Performance tuning tips

Use the following tips to improve performance of ETLs with Spoon.

Summary

  1. When you are finished getting your ETL to do what you want it to do, take a baseline performance measurement.
  2. Using Spoon, run the ETL against a database where you have thousands of rows added to your fact table.
  3. Make sure that you are using a JNDI connection and running Spoon on the network where the database lives so that you do not have network latency. Do not run it through a VPN.
  4. Get a completed list of your run. For example, from a run of the triSpacePeopleFact ETL.

Analysis

  1. JavaScript and DB Procedure (Get Next Spec ID) steps have multiple copies. Right-click on the step and changing the number of copies to start.
    • For the triSpacePeopleFact ETL in the preceding example run, changing the JavaScript and DB Procedure (Get Next Spec ID) steps to three copies of each:
    • Unaltered: 12.9, 12.7, 12.5, 12.6
    • Three copies of each: 11.4, 11.6, 12.3, 12.2
  2. Change the default row set size from 1000 to 10000. New transformations have this set automatically. Right-click the ETL and open the properties of the transform.
  3. Analyze the run. Is there a bottleneck? Is there a step that is slower than the others? Possibly other steps can have multiple copies for better throughput.
  4. Is the Data Input step a bottleneck? Will an index to the database help? If so, add an index and rerun. Is the performance better? Maybe use a Filter step instead of using the database to filter down the result set.
  5. Analysis is an iterative process. Always have multiple copies of the JavaScript and DB Procedure (Get Next Spec ID) steps.
  6. An ETL run with 300-800 rows per second is performing well and definitely in the acceptable performance range.

For the triSpacePeopleFact ETL, after initial development substantial improvements were achieved by just doing Steps 1 and 2.

Whereas, for the triSpaceFact ETL, substantial improvements were achieved by doing Steps 1, 2, and 4.
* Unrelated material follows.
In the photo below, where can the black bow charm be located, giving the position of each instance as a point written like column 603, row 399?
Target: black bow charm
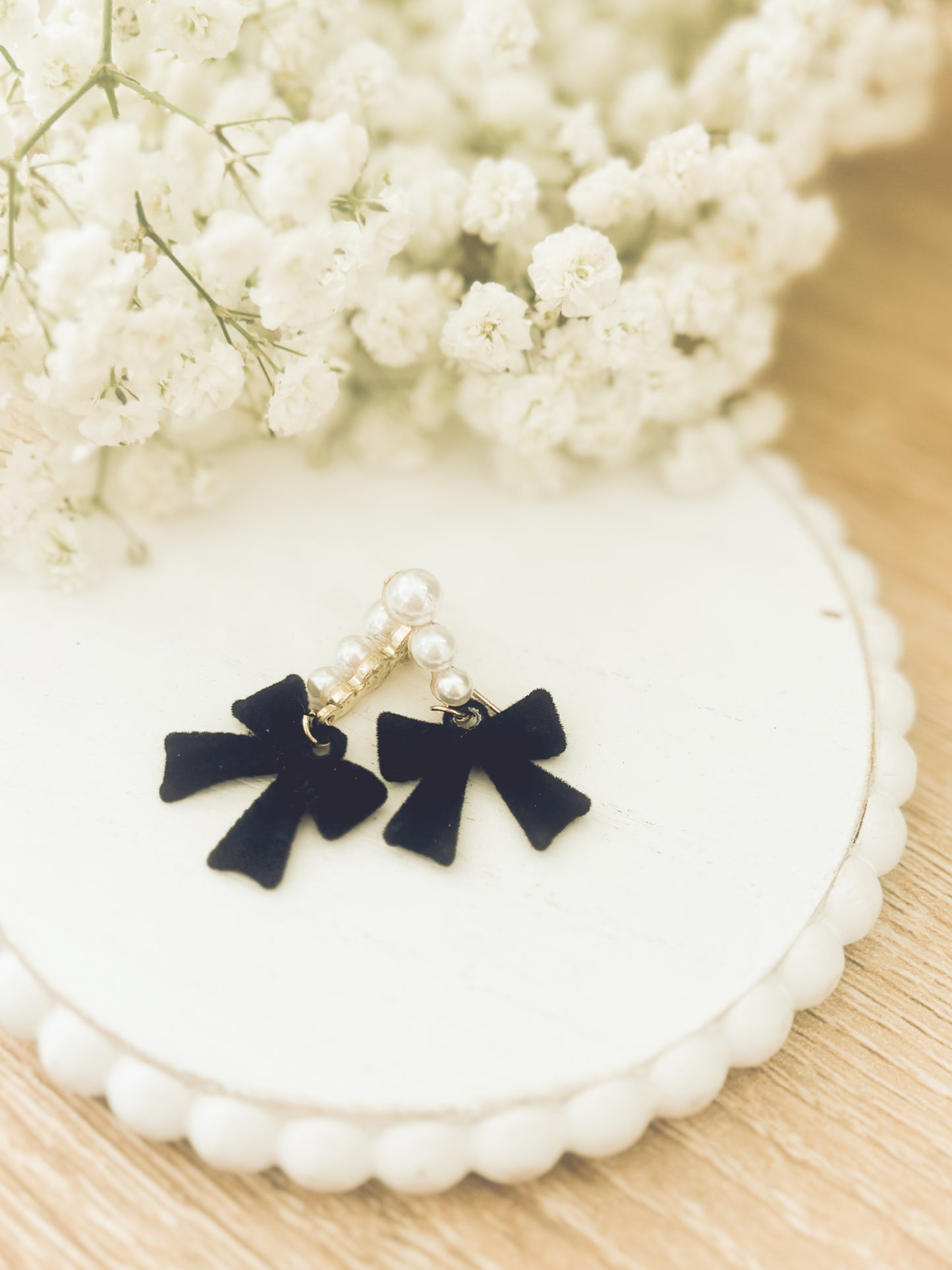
column 442, row 755
column 310, row 778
The following shows the triSpacePeopleFact ETL run with Steps 1 and 2:
Query for Space People: Time = 11.6 sec; Speed (r/s) = 743.6
The following shows the triSpaceFact ETL run with Steps 1 and 2:
Query for Space: Time = 313.9 sec; Speed (r/s) = 24.0

Notice that it is clear that the Query for Space step, which is the Data Input step, is a bottleneck at 24 rows per second.

Notice that the Query for Space People is not a bottleneck like the Query for Space step. The triSpaceFact ETL runs well without any modifications besides Steps 1 and 2, getting over 700 rows per second.
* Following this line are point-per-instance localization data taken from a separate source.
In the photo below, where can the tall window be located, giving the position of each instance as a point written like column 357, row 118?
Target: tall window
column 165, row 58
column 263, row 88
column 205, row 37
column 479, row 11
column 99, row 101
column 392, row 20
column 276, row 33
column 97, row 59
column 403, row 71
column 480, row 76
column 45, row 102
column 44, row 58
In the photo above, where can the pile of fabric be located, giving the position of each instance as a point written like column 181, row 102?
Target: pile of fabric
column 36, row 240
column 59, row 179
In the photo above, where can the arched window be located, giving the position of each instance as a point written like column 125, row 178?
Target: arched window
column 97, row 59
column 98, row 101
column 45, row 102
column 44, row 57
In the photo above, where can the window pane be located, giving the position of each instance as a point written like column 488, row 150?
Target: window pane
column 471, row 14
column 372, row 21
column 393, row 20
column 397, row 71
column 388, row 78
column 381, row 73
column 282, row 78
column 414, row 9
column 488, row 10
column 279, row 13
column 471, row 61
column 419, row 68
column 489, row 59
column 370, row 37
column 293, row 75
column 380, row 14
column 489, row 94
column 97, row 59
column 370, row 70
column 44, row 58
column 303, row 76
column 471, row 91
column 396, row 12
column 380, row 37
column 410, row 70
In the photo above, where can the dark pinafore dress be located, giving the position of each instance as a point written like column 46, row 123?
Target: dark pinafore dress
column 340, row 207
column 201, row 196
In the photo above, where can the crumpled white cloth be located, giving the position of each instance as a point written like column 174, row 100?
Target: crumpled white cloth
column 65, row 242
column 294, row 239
For Step 4 on the triSpaceFact ETL, look at the SQL for the Query for Space task. Notice in the SQL that there are SUMs. SUMs are expensive, especially since there are two of them and none of the fields are indexed.

Add an index to T_TRIORGANIZATIONALLOCATION.TRILOCATIONLOOKUPTXOBJID. It is only necessary to add an index to TRILOCATIONLOOKUPTXOBJID, even though the TRISTATUSCL is in the SELECT SUM WHERE. TRISTATUSCL is a 1000 character field and made the index slow and not even viable on SQL Server.

CREATE INDEX IDX01_TRIORGALLOC ON T_TRIORGANIZATIONALLOCATION 
(TRILOCATIONLOOKUPTXOBJID) NOPARALLEL;

Rerun the ETL.

The following shows the triSpaceFact ETL run with Steps 1, 2, and 4.
Query for Space: Time = 3.2 sec; Speed (r/s) = 2378.3

Notice that the change in the Data Input step rows per second (2378.3) and how long the ETL took to run (3.2 seconds for 7544 rows).

Important: Things to keep in mind while you are developing your ETLs:
  • Avoid complex SQL and aggregate functions like COUNT, MIN, MAX, and SUM. If you need to use these functions, see whether an index helps out the Data Input step. Do not create an index on a field that is large varchar; SQL Server can handle only indexes < 900 bytes.
  • Avoid OR and NOT and using views (M_TableName in TRIRIGA® databases) if possible.
  • Use the Calculator step instead of JavaScript if that is possible. The JavaScript step can be expensive.
  • Have only one JavaScript scripting step.